Multi-Agent E-commerce Assistant

LLM-Orchestrated Multi-Agent System with Context-Aware Conversation Management

A production-ready multi-agent system for handling customer service inquiries in an e-commerce platform. This system implements a multi-agent architecture composed by an orchestrator and three specialized agents, each with its own memory and responsibilities.

OrchestratorAgent: Uses LLM-based intent detection to route messages to appropriate agents
OrderCancellationAgent: Handles order cancellation with 24-hour policy enforcement
OrderTrackingAgent: Provides order status and delivery information
ProductInformationAgent: Answers product questions and serves as fallback handler

It uses Redis for long-term memory storage and caching, and llm-inference providers. The project modular design is so that allows adding new kind of ML models to the inference service without effort needed. For that purpose create a new class in a new module following the pattern in openai.py.

Pydantic schemas are used for input/output validation and structured tool calls.
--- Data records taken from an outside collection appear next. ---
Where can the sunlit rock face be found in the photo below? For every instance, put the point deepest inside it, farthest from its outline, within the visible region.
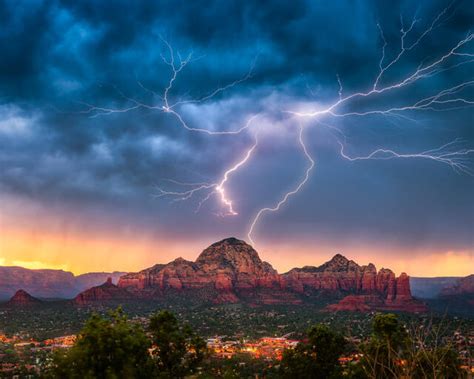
(231, 271)
(463, 286)
(105, 292)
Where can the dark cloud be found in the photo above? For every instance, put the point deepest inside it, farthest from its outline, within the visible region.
(58, 55)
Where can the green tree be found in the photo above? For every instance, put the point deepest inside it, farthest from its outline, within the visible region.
(177, 349)
(383, 354)
(442, 362)
(107, 347)
(318, 358)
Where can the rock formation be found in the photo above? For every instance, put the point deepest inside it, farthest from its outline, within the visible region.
(463, 286)
(46, 283)
(230, 269)
(21, 298)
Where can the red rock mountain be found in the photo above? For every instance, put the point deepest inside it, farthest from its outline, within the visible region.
(105, 292)
(229, 267)
(47, 283)
(463, 286)
(231, 271)
(22, 298)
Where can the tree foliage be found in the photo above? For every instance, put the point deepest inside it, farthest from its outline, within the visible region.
(107, 347)
(317, 358)
(178, 350)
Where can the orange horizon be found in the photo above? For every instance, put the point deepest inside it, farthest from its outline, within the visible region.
(81, 254)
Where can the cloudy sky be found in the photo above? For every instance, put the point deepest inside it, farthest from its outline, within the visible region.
(87, 151)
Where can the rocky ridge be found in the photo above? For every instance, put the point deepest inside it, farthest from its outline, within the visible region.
(231, 271)
(21, 298)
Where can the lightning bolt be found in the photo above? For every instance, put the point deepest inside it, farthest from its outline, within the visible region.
(176, 63)
(451, 97)
(217, 188)
(456, 159)
(287, 195)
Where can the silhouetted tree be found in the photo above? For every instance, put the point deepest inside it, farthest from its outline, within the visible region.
(394, 351)
(177, 349)
(107, 347)
(318, 358)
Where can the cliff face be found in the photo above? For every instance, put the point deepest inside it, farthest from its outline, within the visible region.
(230, 267)
(234, 272)
(48, 283)
(41, 283)
(21, 298)
(105, 292)
(464, 286)
(365, 287)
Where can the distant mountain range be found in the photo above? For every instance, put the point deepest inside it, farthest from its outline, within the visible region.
(49, 283)
(430, 288)
(230, 271)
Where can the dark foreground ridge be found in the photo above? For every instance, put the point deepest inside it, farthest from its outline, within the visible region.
(231, 271)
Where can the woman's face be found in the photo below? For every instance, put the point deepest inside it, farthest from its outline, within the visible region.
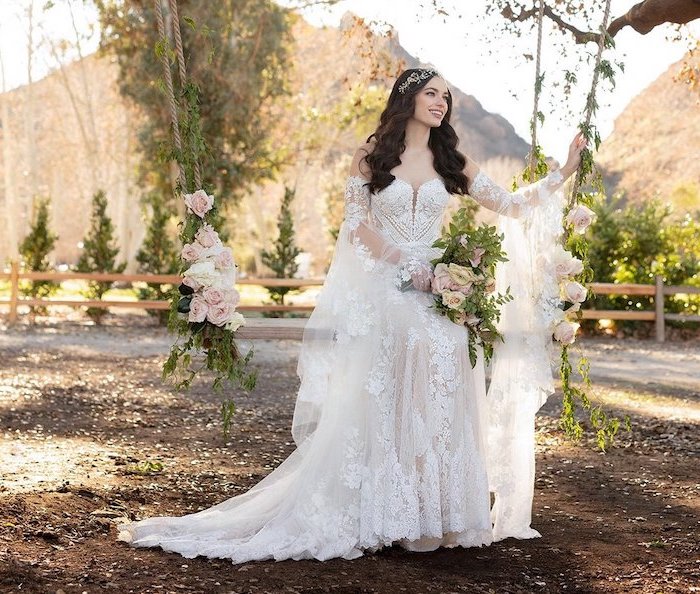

The system includes comprehensive logging with trace IDs for observability.

This it the high level project structure (modular and testable):

multiagent-ecommerce/
├── src/multi_agent/
│   ├── domain/              # Business logic, memory, schemas and agents
│   ├── infrastructure/      # External services (LLM providers, Mock APIs for track, cancel, product_info)
│   └── application/         # FastAPI web layer with main chat service (POST /chat)
├── tests/                   # Test cases for functionality and multi-turn conversations
├── docker-compose.yml       # Docker Compose for local dev with Redis
└── Dockerfile               # Dockerfile for containerizing the app

And the main system architecture components can be seen below:

graph TD
    %% External Layer
    User[👤 User] --> API[🌐 FastAPI Application<br/>POST /chat]
    
    %% Application Layer
    API --> Orchestrator[🎯 Orchestrator Agent<br/>LLM Intent Detection]
    
    %% Agent Layer
    Orchestrator --> CancelAgent[❌ Cancellation Agent<br/>24h Policy Enforcement]
    Orchestrator --> TrackAgent[📦 Tracking Agent<br/>Order Status & Delivery]
    Orchestrator --> ProductAgent[ℹ️ Product Info Agent<br/>FAQ & Fallback Handler]
    
    %% Infrastructure Layer
    CancelAgent --> CancelAPI[🔧 Order Cancellation API]
    TrackAgent --> TrackAPI[🔧 Order Tracking API]
    ProductAgent --> ProductAPI[🔧 Product Information API]
    
    %% Memory and Caching
    Orchestrator --> Memory[💾 Hybrid Memory System]
    CancelAgent --> Memory
    TrackAgent --> Memory
    ProductAgent --> Memory
    Memory --> Redis[(🗄️ Redis<br/>Long-term & Cache)]
    Memory --> InMem[📋 In-Memory<br/>Short-term Context]
    
    %% External Services
    Orchestrator --> OpenAI[🤖 OpenAI API<br/>Intent Detection]
    CancelAgent --> OpenAI
    TrackAgent --> OpenAI
    ProductAgent --> OpenAI
    
    %% Response Flow
    CancelAgent --> Response[📤 Agent Response]
    TrackAgent --> Response
    ProductAgent --> Response
    Response --> API
    API --> User
    
    %% Styling
    classDef userLayer fill:#e1f5fe
    classDef appLayer fill:#f3e5f5
    classDef agentLayer fill:#e8f5e8
    classDef infraLayer fill:#fff3e0
    classDef dataLayer fill:#fce4ec
    
    class User userLayer
    class API,Orchestrator appLayer
    class CancelAgent,TrackAgent,ProductAgent agentLayer
    class CancelAPI,TrackAPI,ProductAPI,OpenAI infraLayer
    class Memory,Redis,InMem,Response dataLayer

_{(refer to the diagram image architecture_and_request_flow.png for a view with a better spatial organization)}

Multi-Turn Conversation & State Management

The system maintains conversational context through a hybrid memory approach implemented through the HybridMemory class, which combines:

Short-term memory: Recent conversation turns (in-memory, fast access). Stores the most recent turns in the conversation: 3 turns (user + agent). These are always included.
Long-term memory: Conversation history (Redis, persistent). keeps older interactions in Redis for retrieval and for tracking: for context only the 6 older turns are recalled and only when short-term has fewer than 3 turns (avoid overlapping/duplicates).
Caching: API response caching to improve performance.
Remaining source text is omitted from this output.